Poverty and discrimination diminish freedom by depriving women with
disabilities the opportunity to exercise their fundamental human rights. The
denial of human rights can lead to a vicious cycle that entraps women with
disabilities in a life of highly restricted choices. A disabled woman whose
right to education is denied, for example, is more likely to face compromises
to her rights to health.
In order for
women with disabilities to realise their right to health, governments at all
levels should take measures to empower women with disabilities and strengthen
their economic independence. This includes creating the conditions and
structures that improve women with disabilities access to the labour market and
affording them more adequate levels of income support.
Organisations
and groups of women with disabilities play an important role in raising
awareness of, and working to address the violations, denials and infringements
of the right to health. There is recognition that the empowerment of women with
disabilities is achieved principally through women with disabilities coming
together to share their experiences, gaining strength from one another and
providing positive role models.

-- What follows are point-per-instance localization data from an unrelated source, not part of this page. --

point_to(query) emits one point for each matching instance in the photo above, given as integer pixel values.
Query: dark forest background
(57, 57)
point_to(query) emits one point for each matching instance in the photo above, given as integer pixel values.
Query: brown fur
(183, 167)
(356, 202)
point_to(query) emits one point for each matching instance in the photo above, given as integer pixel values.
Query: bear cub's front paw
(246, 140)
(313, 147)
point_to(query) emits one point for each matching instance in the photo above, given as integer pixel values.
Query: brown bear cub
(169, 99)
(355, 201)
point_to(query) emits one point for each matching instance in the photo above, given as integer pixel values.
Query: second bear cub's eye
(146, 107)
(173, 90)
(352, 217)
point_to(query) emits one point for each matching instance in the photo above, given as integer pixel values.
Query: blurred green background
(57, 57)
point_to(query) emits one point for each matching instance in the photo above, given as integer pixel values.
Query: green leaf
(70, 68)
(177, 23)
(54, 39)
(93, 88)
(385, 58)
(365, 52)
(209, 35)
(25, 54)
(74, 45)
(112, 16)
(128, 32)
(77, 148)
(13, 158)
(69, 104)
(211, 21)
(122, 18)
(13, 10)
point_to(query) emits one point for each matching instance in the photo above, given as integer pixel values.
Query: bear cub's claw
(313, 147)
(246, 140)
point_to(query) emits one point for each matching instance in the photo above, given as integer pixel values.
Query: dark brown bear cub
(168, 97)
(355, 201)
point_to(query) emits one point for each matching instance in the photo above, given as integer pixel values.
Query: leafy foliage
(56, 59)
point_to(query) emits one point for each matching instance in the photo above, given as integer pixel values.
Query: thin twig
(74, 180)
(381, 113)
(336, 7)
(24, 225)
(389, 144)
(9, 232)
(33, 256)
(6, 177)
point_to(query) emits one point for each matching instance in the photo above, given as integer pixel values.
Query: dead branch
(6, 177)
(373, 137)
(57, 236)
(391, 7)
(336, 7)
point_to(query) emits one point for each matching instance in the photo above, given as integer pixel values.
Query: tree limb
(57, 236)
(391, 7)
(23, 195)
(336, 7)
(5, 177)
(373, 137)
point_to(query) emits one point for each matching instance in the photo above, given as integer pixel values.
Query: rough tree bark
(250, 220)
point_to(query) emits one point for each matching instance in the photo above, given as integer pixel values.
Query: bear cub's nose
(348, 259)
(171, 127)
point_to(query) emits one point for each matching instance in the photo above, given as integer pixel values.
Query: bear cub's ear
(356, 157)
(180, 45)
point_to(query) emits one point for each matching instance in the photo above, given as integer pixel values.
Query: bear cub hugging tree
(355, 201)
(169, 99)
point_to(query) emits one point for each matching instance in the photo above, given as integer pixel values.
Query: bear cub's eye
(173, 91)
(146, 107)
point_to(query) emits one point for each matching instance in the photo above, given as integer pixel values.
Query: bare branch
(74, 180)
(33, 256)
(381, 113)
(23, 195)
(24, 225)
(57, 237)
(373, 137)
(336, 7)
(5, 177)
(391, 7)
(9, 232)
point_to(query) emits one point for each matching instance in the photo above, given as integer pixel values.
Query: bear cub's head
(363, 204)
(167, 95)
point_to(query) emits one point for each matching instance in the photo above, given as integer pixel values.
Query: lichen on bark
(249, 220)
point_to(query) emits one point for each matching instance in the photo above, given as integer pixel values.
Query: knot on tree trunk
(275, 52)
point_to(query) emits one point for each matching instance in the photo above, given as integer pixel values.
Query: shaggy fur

Financial and political support is needed for
the establishment and maintenance of such groups of women with disabilities at
national, regional and local levels.
As a
priority, the Australian Government should therefore:
§
Recognise, support and strengthen the role of women with disabilities
organisations, groups and networks in efforts to fulfil, respect, protect and
promote their human rights, and to support and empower women with disabilities,
both individually and collectively, to claim their rights.
§
Urgently review the adequacy of income support arrangements for those
with a disability across all household types, in recognition of the fact that
the non-optional costs of disability are a significant barrier to the social
inclusion of women with disabilities, and that the setting of income support
payment rates for people with disabilities has failed to take account of these
non-optional, extra costs.
§
Ensure that information on women with disabilities is provided in
relevant human rights treaties Periodic Reports as a matter of course. This
would include information on the situation of women with disabilities under
each right, including their current de-facto and de jure situation, measures
taken to enhance their status, progress made and difficulties and obstacles
encountered.
Conclusion
This paper
has sought to demonstrate that despite Australia’s international commitment to
achieve better health for its citizens, particularly marginalised groups, the
full enjoyment of the right to health still remains a distant goal for women
with disabilities.
Women with
disabilities in Australia not only represent one of the groups with the highest
risk of poor health, but experience many of the now recognised markers of
social exclusion. They experience major inequalities in health status, and
experience significant disadvantage in the social determinants of those
inequalities. The denial and infringement of women with disabilities right to
health can be seen in an array of human rights violations: they experience
violence at higher rates than their non-disabled sisters, experience less
control over what happens to their bodies, have less access to vital health
care services, such as cervical and breast cancer screening and, face
discrimination, societal prejudice and stigma when it comes to determining
their reproductive rights.
The
obligation to respect, protect and fulfil women with disabilities’ right to
health, clearly requires Australian Governments to do much more than merely
abstain from taking measures which might have a negative impact on women with
disabilities. The obligation in the case of women with disabilities is to take
positive action to reduce structural disadvantages and to give appropriate
preferential treatment to women with disabilities in order to ensure that they
enjoy all human rights – including their right to health. This invariably means
that additional resources will need to be made available for this purpose and
that a wide range of specially tailored measures will be required.